This aint no library, kid.
  • "This ain't no library, kid."
Sarah Weinman over at Daily Finance takes note of a very interesting patent filing by Amazon that could require customers to pay to preview books:

One example cited in the patent application was of a customer who paid $1 to preview a book by Stephen King. After deciding to buy the book, the customer would then pay $1 less on another book of his. Alternatively, if the customer decided to preview enough Stephen King novels such that he or she had paid the equivalent of Amazon's discounted price for a King hardcover title, that book would, in effect, be free for the customer.

Patents often don't actually come to anything, and let's hope for Amazon's sake that this is one of those times. Ms. Weinman floats the theory that Amazon is planning this in response to publishers who fear that pirates are abusing the preview feature in order to read books for free. This sounds like a good theory to me (as far as I'm concerned, any theory that involves the words "publishers," "technology," and "fear" is probably going to be right).

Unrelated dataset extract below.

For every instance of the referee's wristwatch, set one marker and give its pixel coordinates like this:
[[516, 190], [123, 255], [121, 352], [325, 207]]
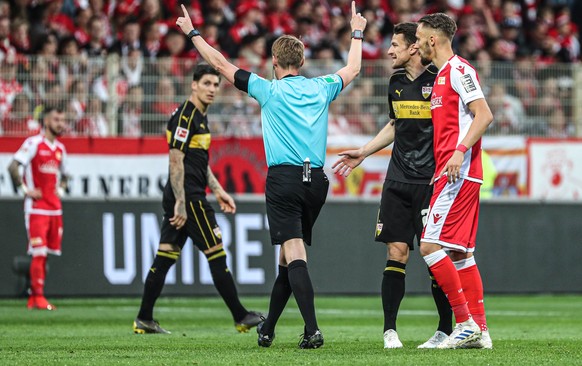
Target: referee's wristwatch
[[193, 33], [357, 34]]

And it's completely ridiculous. Are publishers going to create a device that will keep people from reading entire books while sitting in comfy chairs at bookstores, too? The kinds of people who will take the time and effort to read a book for free using Amazon's preview feature are not the kinds of people who will buy the books anyway. They will take what they can get for free. If Amazon enacts this paid preview system, all it will do is cut—maybe deeply cut—into Amazon's profit margin.